If you have a hasMany association, a common use case is that you want to list records of one table plus the number of associated records. For example you want to list the ten latest posts together with the number of comments each post has.
There are different ways how you can implement this. Probably the most common approaches are to use a counter cache or to use a sub query.
A counter cache is simply an additional counter field in the posts table (if we stay with the example of Post hasMany Comments). If a comment is added to a post, the counter is incremented. And it is decremented, if a comment is removed. A simple concept. You can find tutorials about using this concept with CakePHP on the blog of Robert Beekman (using the counter_cache behavior from the bakery) and on the blog of Christian Winther (using the built-in counter cache functionality from CakePHP 1.2beta).
The second approach is to use a sub query. It is quite straight-forward, the only “difficulty” is to bring the result into the format used by CakePHP. Here the code:
// in the Post model
function findAllAndCountComments($conditions) {
$this->recursive = 0;
$posts = $this->findAll($conditions, array('Post.*', "(select count(c.id) from comments as c where c.post_id = Post.id) as 'comment_count'"));
$posts = $this->toCakeArrayFormat($posts);
return $posts;
}
private function toCakeArrayFormat($posts) {
$result = array();
for ($i = 0; $i < sizeof($posts); $i++) {
$result[$i]['Post'] = $posts[$i]['Post'];
$result[$i]['Post']['comment_count'] = $posts[$i][0]['comment_count'];
}
return $result;
}
From a performance point of view this approach is not as good as the counter cache approach. It requires n+1 selects on the database side (maybe it gets internally optimized, I don’t know) whereas with a counter cache only one select is needed. On the other hand it doesn’t depend on some “magic” functionality. But in the end it depends on your preferences which approach you will use.

Small performance improvement:
instead of:
for ($i = 0; $i < sizeof($posts); $i++) {
perhaps this:
$nr = sizeof($posts);
for ($i = 0; $i < $nr; $i++) {
The subquery you use in your example will probably not get optimized internally, because the Post.id differs for every record. Instead you should use a group by clause. This is a big performance upgrade when you compare it to using subqueries.

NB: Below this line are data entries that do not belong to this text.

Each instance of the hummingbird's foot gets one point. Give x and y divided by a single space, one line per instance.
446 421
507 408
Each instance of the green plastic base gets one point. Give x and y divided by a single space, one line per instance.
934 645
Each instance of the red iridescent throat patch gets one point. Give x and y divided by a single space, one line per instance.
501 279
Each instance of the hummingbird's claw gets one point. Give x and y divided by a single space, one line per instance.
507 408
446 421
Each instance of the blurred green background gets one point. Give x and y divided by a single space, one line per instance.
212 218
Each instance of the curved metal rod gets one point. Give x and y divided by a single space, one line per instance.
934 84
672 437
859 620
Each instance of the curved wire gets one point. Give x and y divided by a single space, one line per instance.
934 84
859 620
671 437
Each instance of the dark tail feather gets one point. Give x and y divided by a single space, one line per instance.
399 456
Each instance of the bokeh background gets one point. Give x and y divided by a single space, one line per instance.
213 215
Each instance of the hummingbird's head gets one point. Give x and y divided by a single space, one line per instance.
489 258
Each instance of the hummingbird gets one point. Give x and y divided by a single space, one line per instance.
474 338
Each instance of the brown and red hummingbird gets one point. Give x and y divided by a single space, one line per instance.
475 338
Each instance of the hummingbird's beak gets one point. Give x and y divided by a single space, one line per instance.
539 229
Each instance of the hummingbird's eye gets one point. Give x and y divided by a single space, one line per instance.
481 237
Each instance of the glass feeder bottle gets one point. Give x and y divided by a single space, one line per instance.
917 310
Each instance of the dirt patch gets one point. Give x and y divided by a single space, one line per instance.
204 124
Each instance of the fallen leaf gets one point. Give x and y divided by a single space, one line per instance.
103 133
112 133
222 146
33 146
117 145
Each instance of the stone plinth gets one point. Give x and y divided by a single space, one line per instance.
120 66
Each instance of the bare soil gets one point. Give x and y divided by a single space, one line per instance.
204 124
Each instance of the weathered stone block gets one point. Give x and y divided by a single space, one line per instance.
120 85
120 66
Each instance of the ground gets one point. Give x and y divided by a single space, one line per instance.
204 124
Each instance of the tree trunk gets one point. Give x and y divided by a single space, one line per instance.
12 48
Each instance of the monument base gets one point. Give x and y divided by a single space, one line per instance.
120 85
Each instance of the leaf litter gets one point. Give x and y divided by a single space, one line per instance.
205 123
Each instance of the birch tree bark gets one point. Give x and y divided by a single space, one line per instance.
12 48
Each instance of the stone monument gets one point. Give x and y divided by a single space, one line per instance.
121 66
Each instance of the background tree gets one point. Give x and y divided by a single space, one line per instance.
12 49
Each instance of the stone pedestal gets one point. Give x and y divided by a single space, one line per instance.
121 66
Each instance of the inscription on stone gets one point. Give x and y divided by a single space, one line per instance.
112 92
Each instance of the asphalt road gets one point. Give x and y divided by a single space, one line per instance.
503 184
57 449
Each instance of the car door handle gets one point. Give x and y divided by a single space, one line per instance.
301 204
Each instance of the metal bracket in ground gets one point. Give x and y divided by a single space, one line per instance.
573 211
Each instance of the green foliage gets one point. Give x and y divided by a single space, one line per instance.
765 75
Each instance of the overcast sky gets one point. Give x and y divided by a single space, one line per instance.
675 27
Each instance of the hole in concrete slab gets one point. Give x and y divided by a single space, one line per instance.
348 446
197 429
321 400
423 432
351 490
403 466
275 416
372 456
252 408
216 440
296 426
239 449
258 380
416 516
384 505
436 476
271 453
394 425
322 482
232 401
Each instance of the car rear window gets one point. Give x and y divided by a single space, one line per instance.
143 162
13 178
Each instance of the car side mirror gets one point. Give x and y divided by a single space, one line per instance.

$fields = array(’Post.*’, ‘COUNT(Comment.id) as comment_count’);
$conditions = ‘GROUP BY Post.id’;
$this->findAll($conditions, $fields);
Don’t forget though to do this recursively (otherwise the table Comment will not be recognized) OR recursive = 0 and bind the Comment model on the fly with a hasmany association.
Hi,
I agree with Ivo – approach with GROUP BY is much faster.
I usually write more complex queries by myself – I don`t try to fit the query to CakePHP manner.
BTW: if you use PostgreSQL, you can write:
‘COUNT(Comment.id) as Post__comment_count’
And CakePHP will parse the column to own array format automaticaly.
Regards
To use GROUP BY in a $conditions array:
$conditions = array(’Post.id’ => 42, ‘1=1 GROUP BY Post.id);
I think the same applies to HAVING (i.e. ‘1=1 HAVING count(Comment.id) > 5)
@all: Thanks for your comments!
@Simon: Yes, your code snippet is more efficient than what I wrote.
@Ivo, Michal, GreyCells: To make it work with GROUP BY I have to use a manual query as CakePHP no longer uses a join:
$this->execute('SELECT Post.*, COUNT(Comment.id) AS comment_count FROM posts AS Post LEFT OUTER JOIN comments AS Comment ON Comment.post_id = Post.id GROUP BY Post.id');@cakebaker:
What is your opinion on using this kind of functionality at the database level (stored procedures, callbacks, etc)? Seems to me that is the most appropriate place.
Sorry, callbacks = triggers :) Got CakePHP on the brain
@Brandon: Good question. From a logical point of view it is the appropriate place, and in a company I worked some years ago we used stored procedures for almost everything (with MS SQL server). But in the meantime I don’t use stored procedures anymore, as it is much easier to implement this logic on the model level instead of the database level. You don’t have to learn a new language, and you can use the tools you are used to (at least with SQL server it was a pain to write stored procedures *g*).